This is one of those recipes that tastes amazing and is oh so simple to make. Simply place the apples and cranberries in a slow cooker with the apple juice or cider and let your slow cooker do the work.
5 1/2 lbs apples
1-16 oz bag cranberries
1 cup apple juice or apple cider
1 tbsp cinnamon
1 cup maple syrup
2 tsp Vanilla extract
Core and cut apples into pieces (no need to peel). Put apples, cranberries and juice or cider in a crock pot and cook on high about 5 hours.
Puree mixture in a blender or use an immersion blender. You can also process through a food mill if desired.

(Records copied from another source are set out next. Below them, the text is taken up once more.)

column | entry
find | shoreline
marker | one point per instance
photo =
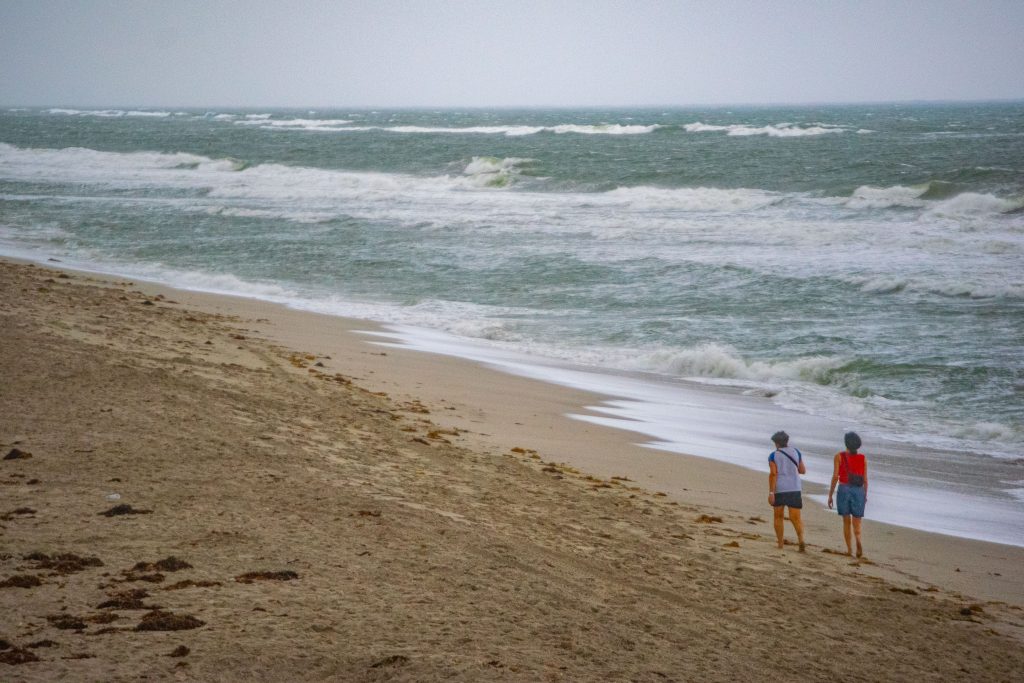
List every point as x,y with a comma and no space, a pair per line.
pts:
223,489
648,406
545,417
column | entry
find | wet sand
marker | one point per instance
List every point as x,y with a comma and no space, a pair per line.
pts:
323,507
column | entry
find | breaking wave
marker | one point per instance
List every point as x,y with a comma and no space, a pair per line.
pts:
777,130
696,199
718,361
342,125
938,198
110,114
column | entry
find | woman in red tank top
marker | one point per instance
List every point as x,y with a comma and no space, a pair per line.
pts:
850,472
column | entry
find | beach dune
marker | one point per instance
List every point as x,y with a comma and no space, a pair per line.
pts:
200,487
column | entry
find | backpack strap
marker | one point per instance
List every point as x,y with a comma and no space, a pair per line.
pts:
795,463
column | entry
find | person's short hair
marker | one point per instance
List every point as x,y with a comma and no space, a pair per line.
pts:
852,441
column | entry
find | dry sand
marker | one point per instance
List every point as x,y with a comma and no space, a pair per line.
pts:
397,536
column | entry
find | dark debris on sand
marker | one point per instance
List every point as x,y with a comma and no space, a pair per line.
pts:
266,575
393,660
17,454
124,509
62,563
16,655
167,564
67,622
131,599
22,581
188,583
162,621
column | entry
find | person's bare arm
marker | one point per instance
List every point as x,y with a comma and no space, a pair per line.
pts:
832,486
865,479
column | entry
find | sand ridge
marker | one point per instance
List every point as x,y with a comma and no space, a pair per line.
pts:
303,527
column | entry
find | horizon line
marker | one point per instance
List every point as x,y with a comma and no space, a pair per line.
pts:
804,103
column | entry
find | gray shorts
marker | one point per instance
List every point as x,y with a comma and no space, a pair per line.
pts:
790,499
850,500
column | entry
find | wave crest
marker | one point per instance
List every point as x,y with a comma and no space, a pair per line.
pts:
777,130
696,199
717,361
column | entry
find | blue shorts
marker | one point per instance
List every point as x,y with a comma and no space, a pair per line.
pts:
850,500
788,499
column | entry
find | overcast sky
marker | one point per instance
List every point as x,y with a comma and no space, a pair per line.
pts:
507,53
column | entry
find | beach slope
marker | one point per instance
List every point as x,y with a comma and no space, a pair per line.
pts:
182,499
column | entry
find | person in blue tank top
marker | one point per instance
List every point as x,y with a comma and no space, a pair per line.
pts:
785,464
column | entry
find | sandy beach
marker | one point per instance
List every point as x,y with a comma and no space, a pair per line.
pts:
204,487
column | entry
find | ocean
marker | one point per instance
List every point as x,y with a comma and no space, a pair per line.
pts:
718,272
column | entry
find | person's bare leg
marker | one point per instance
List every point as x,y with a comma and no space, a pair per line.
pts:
798,523
779,522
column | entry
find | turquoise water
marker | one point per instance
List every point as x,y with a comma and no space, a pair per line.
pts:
856,263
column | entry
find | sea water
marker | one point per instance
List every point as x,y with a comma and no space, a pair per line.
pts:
721,272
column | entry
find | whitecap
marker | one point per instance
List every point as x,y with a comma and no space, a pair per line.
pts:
777,130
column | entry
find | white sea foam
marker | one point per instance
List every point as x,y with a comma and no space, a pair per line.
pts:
866,197
717,361
341,125
695,199
309,217
111,114
495,172
974,204
263,121
988,431
777,130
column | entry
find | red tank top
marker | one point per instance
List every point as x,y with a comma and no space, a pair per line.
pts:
857,463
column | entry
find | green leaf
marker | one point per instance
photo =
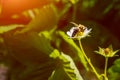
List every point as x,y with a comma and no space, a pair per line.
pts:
72,48
45,20
65,70
114,70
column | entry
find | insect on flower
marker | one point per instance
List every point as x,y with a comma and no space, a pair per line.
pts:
79,31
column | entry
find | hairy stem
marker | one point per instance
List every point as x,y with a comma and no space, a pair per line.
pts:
88,60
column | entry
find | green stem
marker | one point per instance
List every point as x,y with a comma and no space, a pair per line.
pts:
105,70
88,60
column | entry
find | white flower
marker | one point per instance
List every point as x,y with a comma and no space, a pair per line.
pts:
80,31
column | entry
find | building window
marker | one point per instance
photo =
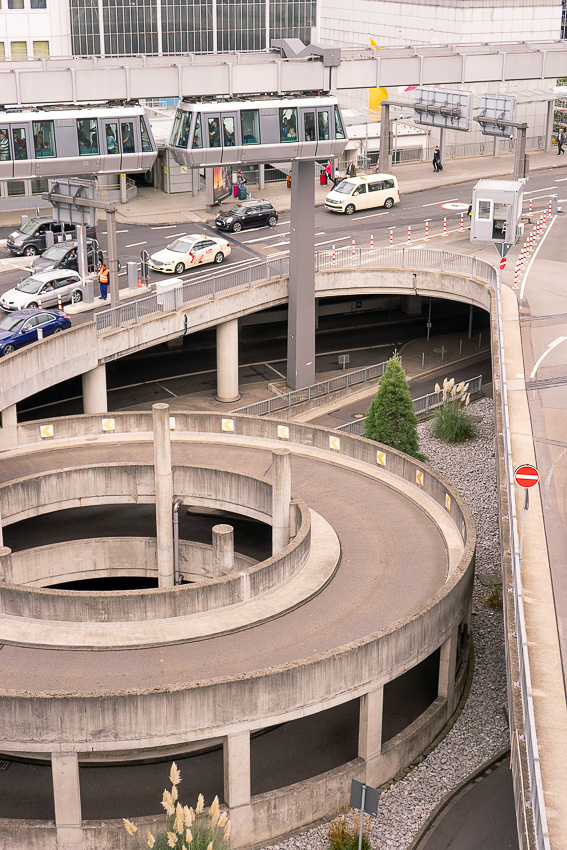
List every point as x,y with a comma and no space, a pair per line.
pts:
19,50
41,48
187,26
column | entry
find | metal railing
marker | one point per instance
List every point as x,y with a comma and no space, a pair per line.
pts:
322,388
421,406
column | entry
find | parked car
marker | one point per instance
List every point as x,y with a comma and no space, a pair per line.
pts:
30,238
248,214
63,255
21,328
187,251
43,290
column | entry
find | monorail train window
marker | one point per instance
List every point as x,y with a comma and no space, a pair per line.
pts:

Add 1 cup maple syrup, 1 tbsp cinnamon and 2 tsp vanilla extract and cook on high another 2-3 hours (place a wooden spoon across the end of the slow cooker to prop up the lid so the cranberry apple butter will reduce and thicken) or until cranberry apple butter mixture is thick.
Ladle into prepared jars leaving 1/2-inch head-space. Cover jars with lids and bands and process half-pints or pints 15 minutes in a boiling water bath or steam canner.
Remove jars from canner and let them sit on a towel or rack on your kitchen countertop 24 hours undisturbed. Jars are sealed when button on top of the lid is fully depressed and wont flex up and down. Store in pantry up to one year. Open jars must be refrigerated.